The station was a crowded mess, and the smells and emotions assaulted him from everywhere. He couldn’t understand how people could stand it, but then he’d actually found himself coming to bear it after living on Imperial Centre for the last year.


The Citadel itself, despite also being continuously growing and filled with people of all kinds, was thoroughly clean and the air was meticulously recycled, and incredibly strict standards of cleanliness and conduct meant that garbage and the general detritus that comes with life did not build up within its walls.

The air bus opened its doors and people of all kinds were almost vomited out; they spilled from within in a way that coincided with the sudden ‘noise’ of their emotions and presences in the Force. With his training, he was much more aware of these feelings, and much more aware of how they were not his.


He clenched his fists and focused, breathing deeply and letting out his anxieties, frustrations, and allowing the frenzy of all the people around to flow through him without really impacting his frame of mind. It was all about self-awareness, at the end of it. As long as he was aware of what was his, and what wasn’t, he’d be able to weather the torrent of feelings Imperial Centre carried with it.

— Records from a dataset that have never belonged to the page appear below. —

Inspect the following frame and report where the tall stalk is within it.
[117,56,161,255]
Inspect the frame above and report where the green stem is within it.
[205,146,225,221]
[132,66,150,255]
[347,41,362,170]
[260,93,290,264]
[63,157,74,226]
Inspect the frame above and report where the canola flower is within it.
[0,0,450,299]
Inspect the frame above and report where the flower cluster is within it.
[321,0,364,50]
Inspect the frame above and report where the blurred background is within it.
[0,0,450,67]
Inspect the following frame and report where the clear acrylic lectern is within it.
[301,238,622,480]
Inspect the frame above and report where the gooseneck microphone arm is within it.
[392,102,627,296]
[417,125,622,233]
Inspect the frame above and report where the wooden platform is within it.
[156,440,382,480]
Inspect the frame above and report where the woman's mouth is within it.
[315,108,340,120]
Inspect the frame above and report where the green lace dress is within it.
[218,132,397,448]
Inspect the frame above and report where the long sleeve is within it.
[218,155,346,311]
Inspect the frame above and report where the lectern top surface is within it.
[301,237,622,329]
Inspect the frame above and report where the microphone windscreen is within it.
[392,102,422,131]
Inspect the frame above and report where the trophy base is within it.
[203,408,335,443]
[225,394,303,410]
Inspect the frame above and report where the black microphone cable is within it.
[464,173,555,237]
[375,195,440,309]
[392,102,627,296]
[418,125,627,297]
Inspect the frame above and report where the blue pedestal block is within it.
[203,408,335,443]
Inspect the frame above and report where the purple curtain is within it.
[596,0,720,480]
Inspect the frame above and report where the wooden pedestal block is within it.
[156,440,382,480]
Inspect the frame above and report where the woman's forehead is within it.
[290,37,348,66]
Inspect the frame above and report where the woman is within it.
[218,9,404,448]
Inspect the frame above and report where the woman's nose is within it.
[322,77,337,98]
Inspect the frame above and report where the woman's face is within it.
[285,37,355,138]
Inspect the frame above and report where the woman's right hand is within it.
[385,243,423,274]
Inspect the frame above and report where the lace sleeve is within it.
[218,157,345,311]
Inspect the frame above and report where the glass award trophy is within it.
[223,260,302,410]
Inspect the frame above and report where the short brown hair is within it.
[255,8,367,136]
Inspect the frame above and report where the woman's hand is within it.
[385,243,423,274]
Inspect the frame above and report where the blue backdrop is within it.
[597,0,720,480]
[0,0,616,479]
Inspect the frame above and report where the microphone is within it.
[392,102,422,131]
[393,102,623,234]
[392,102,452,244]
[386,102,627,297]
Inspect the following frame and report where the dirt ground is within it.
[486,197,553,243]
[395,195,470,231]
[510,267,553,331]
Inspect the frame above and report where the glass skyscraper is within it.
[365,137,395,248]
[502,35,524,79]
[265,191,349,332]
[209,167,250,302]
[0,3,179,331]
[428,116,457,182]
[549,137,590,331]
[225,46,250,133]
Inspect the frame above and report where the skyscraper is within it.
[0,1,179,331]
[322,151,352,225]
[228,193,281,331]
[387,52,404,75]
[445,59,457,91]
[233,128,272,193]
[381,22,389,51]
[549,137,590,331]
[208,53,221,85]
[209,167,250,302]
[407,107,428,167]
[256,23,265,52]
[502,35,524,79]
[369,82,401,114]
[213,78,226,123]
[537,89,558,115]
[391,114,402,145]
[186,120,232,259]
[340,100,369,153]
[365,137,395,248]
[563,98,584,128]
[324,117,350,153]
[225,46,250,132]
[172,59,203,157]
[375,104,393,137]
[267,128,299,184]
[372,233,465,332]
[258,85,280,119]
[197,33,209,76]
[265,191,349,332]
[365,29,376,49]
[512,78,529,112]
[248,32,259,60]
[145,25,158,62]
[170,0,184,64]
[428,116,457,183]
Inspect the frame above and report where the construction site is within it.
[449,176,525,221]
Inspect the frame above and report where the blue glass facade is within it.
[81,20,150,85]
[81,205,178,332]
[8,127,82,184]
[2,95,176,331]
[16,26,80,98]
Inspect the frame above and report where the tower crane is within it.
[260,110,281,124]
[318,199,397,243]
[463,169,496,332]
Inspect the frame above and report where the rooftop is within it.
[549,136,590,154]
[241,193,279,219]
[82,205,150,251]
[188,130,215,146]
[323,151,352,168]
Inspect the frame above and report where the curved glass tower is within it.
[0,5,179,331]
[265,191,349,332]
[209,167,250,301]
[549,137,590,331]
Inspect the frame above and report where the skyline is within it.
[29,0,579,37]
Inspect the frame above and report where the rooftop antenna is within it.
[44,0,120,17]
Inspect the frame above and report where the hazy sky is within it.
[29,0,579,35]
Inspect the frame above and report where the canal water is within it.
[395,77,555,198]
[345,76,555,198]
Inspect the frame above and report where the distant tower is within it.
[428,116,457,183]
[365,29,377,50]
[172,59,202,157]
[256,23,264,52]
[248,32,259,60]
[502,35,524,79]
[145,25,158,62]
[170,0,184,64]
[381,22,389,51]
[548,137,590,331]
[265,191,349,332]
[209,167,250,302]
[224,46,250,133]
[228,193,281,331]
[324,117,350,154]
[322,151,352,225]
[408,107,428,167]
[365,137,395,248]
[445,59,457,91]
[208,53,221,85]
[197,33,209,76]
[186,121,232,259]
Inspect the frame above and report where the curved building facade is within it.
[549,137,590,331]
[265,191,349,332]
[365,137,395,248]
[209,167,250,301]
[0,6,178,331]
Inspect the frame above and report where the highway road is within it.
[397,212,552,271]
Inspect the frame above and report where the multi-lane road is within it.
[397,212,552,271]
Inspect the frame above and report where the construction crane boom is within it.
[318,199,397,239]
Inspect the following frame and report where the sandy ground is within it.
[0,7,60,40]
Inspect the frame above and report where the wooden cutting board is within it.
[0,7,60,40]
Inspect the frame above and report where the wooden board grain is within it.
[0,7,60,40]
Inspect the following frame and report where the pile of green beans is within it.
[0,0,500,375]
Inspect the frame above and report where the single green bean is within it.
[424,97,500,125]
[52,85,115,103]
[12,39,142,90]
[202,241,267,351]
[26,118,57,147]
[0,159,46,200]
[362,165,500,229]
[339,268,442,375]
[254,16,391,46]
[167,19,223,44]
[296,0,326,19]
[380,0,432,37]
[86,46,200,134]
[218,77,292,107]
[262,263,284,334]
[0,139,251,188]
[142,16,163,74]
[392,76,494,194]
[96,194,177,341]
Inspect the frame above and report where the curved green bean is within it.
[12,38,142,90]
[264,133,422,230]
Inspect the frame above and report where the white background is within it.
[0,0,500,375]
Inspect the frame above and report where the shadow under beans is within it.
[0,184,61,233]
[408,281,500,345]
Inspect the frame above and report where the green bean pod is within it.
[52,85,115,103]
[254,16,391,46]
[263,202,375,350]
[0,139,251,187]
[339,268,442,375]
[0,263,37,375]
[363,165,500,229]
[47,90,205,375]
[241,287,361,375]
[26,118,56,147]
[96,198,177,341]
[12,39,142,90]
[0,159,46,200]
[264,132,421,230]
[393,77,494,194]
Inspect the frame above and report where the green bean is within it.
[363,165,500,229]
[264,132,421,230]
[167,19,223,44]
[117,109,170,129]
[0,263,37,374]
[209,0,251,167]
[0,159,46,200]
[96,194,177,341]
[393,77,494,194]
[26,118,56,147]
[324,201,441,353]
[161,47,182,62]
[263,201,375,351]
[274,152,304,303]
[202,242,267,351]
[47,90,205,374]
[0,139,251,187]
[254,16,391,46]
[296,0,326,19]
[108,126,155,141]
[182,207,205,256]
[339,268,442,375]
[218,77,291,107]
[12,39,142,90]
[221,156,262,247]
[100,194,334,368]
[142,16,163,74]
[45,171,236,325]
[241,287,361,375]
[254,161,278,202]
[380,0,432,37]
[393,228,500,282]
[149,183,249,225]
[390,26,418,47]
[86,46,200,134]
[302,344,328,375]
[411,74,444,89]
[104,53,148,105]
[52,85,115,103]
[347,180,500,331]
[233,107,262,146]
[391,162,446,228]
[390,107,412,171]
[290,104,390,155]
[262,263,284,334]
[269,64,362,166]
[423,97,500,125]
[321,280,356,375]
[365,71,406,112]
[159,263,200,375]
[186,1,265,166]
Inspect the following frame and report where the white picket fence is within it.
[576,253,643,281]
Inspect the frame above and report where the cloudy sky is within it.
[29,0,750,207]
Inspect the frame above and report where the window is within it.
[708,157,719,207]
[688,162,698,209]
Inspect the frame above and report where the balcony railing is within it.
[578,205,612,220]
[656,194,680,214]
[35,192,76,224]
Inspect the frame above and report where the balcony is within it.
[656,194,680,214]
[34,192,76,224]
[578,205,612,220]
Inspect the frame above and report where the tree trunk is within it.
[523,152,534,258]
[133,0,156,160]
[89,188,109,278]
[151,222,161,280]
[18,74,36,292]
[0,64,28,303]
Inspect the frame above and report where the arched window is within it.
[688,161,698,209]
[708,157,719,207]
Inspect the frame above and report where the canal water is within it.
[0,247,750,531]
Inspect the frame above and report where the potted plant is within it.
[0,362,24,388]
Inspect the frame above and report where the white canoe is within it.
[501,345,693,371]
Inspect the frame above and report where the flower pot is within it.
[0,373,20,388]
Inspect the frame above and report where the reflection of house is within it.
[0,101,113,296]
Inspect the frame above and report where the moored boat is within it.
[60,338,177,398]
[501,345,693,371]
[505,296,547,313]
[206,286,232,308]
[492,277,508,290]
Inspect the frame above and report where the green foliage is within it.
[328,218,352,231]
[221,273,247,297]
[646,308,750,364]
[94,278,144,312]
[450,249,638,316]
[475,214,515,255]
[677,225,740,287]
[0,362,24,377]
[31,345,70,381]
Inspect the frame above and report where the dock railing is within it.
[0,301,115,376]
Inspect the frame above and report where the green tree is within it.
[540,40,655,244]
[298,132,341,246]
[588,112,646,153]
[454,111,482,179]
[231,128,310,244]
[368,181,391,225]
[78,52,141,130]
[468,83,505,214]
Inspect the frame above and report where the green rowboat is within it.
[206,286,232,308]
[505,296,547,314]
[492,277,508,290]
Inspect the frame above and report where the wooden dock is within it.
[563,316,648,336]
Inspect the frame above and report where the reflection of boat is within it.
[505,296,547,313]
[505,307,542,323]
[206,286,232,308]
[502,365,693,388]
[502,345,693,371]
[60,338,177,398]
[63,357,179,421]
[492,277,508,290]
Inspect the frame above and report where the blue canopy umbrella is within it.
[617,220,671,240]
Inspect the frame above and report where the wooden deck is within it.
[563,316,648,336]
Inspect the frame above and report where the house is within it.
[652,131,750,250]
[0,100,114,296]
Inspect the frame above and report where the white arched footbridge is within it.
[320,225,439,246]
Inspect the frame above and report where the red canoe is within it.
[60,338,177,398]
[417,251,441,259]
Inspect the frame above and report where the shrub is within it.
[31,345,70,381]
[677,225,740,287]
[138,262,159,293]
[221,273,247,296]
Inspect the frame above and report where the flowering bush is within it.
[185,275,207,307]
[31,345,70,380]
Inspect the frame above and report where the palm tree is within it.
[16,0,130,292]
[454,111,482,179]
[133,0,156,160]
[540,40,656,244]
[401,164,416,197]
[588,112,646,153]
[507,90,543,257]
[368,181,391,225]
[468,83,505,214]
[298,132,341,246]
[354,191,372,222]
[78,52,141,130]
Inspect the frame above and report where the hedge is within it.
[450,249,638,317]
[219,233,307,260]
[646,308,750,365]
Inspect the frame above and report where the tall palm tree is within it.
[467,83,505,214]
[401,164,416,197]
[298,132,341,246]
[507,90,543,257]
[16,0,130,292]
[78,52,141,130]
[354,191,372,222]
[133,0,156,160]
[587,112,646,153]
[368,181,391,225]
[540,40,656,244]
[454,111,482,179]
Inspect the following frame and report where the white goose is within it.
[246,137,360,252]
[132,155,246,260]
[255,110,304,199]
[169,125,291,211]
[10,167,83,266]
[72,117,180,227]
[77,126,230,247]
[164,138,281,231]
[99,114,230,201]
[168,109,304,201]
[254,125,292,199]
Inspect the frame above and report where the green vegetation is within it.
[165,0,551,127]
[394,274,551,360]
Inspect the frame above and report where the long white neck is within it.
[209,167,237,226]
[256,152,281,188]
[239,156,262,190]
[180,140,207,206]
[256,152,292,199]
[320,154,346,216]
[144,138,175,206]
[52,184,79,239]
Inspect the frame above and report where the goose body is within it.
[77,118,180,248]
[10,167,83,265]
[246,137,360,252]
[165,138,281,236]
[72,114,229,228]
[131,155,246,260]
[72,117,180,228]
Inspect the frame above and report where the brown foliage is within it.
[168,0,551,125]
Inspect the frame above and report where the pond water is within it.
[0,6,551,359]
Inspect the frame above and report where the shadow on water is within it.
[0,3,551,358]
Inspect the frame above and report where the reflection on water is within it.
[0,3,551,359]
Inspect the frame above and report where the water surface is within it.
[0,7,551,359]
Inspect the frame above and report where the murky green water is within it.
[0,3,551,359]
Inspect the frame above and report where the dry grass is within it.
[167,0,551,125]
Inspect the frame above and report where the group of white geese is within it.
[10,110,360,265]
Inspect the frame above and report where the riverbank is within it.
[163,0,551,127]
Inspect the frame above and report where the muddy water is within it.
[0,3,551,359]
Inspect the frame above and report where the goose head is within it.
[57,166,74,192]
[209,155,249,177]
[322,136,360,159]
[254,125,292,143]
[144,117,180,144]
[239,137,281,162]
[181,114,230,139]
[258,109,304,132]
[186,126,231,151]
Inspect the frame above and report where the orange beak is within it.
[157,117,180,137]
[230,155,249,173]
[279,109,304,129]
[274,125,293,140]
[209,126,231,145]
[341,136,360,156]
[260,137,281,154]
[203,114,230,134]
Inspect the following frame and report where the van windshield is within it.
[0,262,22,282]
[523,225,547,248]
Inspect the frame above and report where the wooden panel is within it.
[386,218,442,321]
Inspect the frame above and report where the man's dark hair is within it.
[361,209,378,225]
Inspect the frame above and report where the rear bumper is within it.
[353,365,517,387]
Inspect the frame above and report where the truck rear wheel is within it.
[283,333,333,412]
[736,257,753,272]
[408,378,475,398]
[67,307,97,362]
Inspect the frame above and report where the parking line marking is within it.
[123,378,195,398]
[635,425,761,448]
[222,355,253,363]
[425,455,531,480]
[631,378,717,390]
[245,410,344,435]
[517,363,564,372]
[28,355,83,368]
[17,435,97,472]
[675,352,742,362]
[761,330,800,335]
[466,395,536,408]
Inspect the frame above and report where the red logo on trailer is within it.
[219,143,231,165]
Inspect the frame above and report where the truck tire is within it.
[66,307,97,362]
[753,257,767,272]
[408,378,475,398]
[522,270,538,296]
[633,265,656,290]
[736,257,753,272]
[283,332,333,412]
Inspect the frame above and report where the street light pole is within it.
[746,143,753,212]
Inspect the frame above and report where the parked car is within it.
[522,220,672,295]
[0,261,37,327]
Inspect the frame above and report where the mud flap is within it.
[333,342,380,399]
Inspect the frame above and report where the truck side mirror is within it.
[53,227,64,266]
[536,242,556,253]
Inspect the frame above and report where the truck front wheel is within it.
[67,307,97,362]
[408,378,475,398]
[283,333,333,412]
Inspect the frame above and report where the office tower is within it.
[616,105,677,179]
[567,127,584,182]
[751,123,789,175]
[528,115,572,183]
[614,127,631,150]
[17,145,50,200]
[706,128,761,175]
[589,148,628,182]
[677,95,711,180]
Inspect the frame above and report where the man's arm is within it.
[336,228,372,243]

“Now boarding,” chimed over the speakers from within the bus. He stood and stretched, and padded lightly to the eighty-seater, keeping his head down. “Now boarding. Stops in Tarkin, Pellaeon, Palpatine Forums; continues to Chiba, continues to Chiba.”

Khoovi found a seat and settled in quickly, curling down and looking out the viewport as the bus filled up, and wondered how long it would take before he’d be noticed, either for his size, or for his appearance. Most other Shistavanen he’d seen were shaggy and unkempt, whereas his fur was trimmed and neat, if still a bit wild. It singled him out as different, and even on a planet where ties and loyalties were often formed on the basis of one’s (former) homeworld, if you didn’t really look or feel like the rest of your species, you weren’t really one of them.

With one clawed hand, he reached up and mussed his hair.